Author's Note: A super short chapter bc this is the episode that focuses on Washington and Hewlett. Also, I wrote this chapter after bingeing both seasons of "the End of the F***ing World", and it shows.
Some days were bad for Molly. She would begin pondering all that had happened in the last three years, and an overwhelming feeling of anxiety would wash over her. It was during those moments when Molly knew she was in a bad place. She had been in a bad place the last two months years, but she hadn't truly realized it until recently.
The more she thought about it, the more depressed she became. She had had so many plans before the war. She was going to get married to a good man. They were going to move to the city.
She could still remember how excited she had been. All her life, she'd lived in Setauket; in the same small village with the same dozen neighbors or so. She had only visited cities a handful of times. She used to go with her father when he had business to attend to. In her mind, their plans were flawless. They were going to buy a house. They were going to start a family. And she had wanted all those things. She really had. But now she wasn't so sure.
She never thought another war would break out. She was a teenager when the French and Indian War ended. Her father had fought in that war. Most of her neighbors' fathers had. For a time, she remembered when they thought Selah might have to fight in it too. That war was fought over land and territory. It was nothing like this war.

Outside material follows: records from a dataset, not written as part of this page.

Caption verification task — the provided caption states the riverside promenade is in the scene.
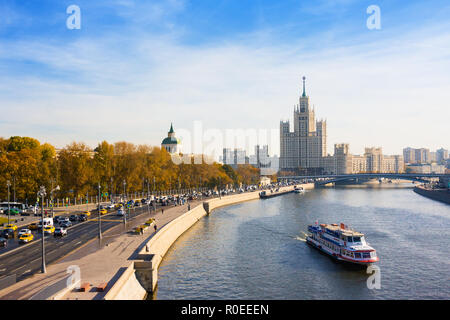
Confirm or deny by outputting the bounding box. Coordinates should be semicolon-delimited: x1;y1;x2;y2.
0;184;314;300
0;201;199;300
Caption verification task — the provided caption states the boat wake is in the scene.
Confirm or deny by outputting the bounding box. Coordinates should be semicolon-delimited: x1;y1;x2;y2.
294;231;308;242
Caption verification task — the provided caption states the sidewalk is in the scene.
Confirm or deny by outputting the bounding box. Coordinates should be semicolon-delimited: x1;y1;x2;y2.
0;201;202;300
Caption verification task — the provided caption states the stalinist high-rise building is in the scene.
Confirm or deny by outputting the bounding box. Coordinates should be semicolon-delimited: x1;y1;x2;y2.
280;77;327;174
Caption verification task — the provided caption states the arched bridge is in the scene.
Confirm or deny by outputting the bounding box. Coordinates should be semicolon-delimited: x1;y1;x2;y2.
278;173;450;185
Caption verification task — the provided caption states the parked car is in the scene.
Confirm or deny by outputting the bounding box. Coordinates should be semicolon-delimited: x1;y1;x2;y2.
83;211;91;217
4;208;20;216
2;229;14;239
19;233;34;243
53;227;67;237
28;222;39;230
5;223;17;231
59;221;72;228
44;225;55;234
17;229;31;238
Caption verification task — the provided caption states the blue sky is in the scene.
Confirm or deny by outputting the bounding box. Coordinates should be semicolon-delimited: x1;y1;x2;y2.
0;0;450;158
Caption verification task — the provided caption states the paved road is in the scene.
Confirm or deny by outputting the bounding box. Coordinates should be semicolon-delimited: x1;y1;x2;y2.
0;202;160;281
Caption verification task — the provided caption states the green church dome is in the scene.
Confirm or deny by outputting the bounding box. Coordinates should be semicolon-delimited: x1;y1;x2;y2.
161;137;180;144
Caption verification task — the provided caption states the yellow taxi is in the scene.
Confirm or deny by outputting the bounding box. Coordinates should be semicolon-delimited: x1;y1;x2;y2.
28;222;38;230
44;226;55;234
19;233;34;243
5;223;17;231
82;211;91;217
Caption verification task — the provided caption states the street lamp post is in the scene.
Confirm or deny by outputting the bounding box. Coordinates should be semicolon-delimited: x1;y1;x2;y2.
38;186;47;273
97;183;102;240
6;180;11;224
50;179;60;218
109;177;114;203
13;176;16;203
123;179;127;202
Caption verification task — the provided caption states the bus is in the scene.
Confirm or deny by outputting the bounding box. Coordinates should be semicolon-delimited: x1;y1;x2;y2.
0;202;26;213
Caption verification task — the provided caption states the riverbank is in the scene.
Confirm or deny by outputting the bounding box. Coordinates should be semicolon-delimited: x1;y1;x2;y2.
414;186;450;204
104;184;314;300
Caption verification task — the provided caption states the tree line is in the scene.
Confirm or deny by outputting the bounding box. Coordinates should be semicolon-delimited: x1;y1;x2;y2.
0;136;266;203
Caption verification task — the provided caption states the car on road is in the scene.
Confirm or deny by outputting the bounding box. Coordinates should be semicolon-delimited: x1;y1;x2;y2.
83;211;91;217
38;218;53;229
19;233;34;243
53;227;67;237
17;229;31;238
5;223;17;231
19;233;34;243
44;225;55;234
28;222;39;230
4;208;20;216
58;217;70;224
2;229;14;239
59;221;72;228
27;206;38;215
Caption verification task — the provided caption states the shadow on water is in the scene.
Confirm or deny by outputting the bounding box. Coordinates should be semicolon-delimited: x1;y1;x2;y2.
154;187;450;299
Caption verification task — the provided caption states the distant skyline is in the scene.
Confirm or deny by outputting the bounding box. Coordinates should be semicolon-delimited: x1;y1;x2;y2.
0;0;450;155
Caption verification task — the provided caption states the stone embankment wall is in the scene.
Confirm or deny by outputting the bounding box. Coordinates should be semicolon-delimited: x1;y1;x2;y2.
414;186;450;204
104;183;314;300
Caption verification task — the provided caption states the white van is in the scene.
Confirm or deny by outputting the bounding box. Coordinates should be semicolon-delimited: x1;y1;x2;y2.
38;218;53;229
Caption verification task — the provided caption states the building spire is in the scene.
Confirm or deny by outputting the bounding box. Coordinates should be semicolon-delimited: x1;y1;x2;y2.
302;76;306;97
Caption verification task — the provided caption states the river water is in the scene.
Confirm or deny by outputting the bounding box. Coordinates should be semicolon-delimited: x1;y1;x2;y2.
155;186;450;299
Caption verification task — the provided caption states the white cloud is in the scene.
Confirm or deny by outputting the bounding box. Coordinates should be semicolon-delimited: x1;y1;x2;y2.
0;13;450;158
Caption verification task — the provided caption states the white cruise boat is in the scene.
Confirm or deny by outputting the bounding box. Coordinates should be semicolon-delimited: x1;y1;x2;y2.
294;186;305;193
306;222;379;265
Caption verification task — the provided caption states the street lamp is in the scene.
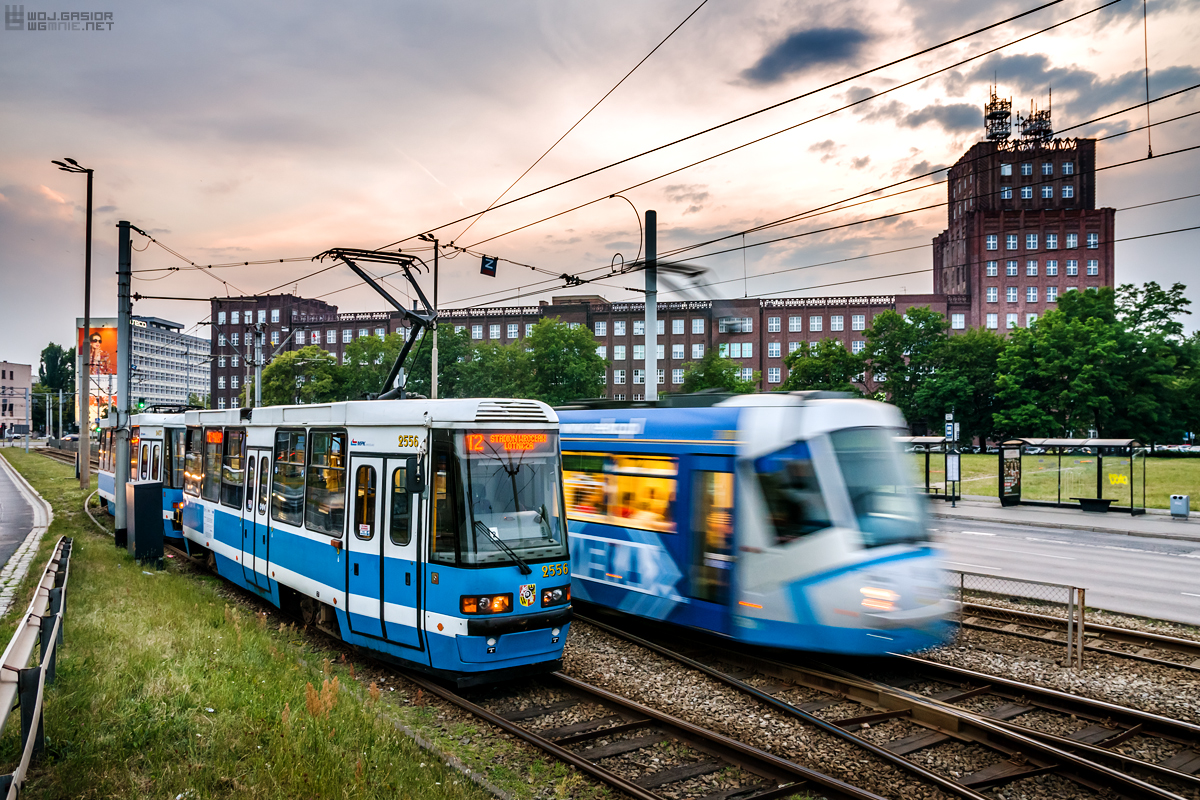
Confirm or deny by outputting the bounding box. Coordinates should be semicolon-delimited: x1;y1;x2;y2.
50;153;92;491
418;234;444;399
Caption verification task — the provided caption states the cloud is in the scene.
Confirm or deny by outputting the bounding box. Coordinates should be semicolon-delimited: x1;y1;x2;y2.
742;28;871;84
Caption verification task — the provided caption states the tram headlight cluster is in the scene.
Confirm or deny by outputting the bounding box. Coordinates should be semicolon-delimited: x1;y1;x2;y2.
541;584;571;608
458;594;512;614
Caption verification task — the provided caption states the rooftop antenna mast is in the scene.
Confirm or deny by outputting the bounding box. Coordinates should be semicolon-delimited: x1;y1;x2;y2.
314;247;438;399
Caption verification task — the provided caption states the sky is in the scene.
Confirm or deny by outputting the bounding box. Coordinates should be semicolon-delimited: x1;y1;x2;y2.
0;0;1200;369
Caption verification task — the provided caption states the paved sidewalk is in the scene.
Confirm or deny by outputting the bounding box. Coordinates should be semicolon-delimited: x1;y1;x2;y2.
930;497;1200;542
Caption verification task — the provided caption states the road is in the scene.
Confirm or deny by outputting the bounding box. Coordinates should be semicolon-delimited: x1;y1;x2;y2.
0;455;34;567
934;519;1200;625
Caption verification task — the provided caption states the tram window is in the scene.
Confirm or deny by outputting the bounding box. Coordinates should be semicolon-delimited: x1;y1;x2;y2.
246;456;257;513
184;428;204;497
258;456;271;516
221;431;246;509
691;470;733;603
388;467;413;546
271;431;307;528
755;441;833;545
354;464;376;541
305;431;346;536
200;428;224;503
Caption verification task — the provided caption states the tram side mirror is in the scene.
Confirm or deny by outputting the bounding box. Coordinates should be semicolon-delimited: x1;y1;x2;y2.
404;457;425;494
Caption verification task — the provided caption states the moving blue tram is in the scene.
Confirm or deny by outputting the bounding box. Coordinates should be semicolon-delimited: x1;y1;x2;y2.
172;399;571;685
559;392;952;655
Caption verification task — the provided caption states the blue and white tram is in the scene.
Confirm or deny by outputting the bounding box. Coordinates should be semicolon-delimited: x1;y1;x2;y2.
182;399;571;685
559;392;950;655
96;413;184;546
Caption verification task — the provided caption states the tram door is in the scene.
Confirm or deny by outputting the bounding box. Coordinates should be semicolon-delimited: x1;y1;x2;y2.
241;449;271;588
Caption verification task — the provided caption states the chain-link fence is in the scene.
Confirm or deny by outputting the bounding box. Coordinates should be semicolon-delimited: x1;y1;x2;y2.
946;570;1086;667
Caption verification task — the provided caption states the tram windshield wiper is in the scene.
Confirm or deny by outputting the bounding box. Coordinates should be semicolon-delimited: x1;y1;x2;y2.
475;519;533;575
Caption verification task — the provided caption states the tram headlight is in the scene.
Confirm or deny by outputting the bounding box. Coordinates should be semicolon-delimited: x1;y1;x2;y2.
541;584;571;608
859;587;900;612
458;594;512;614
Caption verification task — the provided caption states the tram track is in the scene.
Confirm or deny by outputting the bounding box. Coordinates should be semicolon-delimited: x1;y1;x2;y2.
581;609;1200;799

This war was fought over ideas and money and government. "Are they daft?" she remembered her neighbors saying. Loyalists were loyal because they simply didn't want war. Molly didn't blame them. But, at the same time, what was it that made them so special? No one wants war. Ben and Caleb and Washington and King George and General Lee and General Arnold; Molly could guarantee that none of those people wanted war anymore that she did, or like the loyalists did.
But that didn't matter. It didn't change the fact that they were at war.
Molly knew that she might be considered selfish, but, some days, she wanted out. Some days, she was sick of appeasing everyone. She was sick of hiding her true opinions. She was sick of being belittled by men like Simcoe and Judge Woodhull. She was sick of being belittled by people she was supposed to trust, like her own sister-in-law.
But what could she do about it? She was trapped. It wasn't like she could just pack up and leave everything. That would only endanger everyone she knew and everyone she still cared about. But she wanted change. She was going to go crazy working in that tavern. She had tried to ignore the notion. But she also couldn't ignore that that thought had been gnawing at her for weeks months years.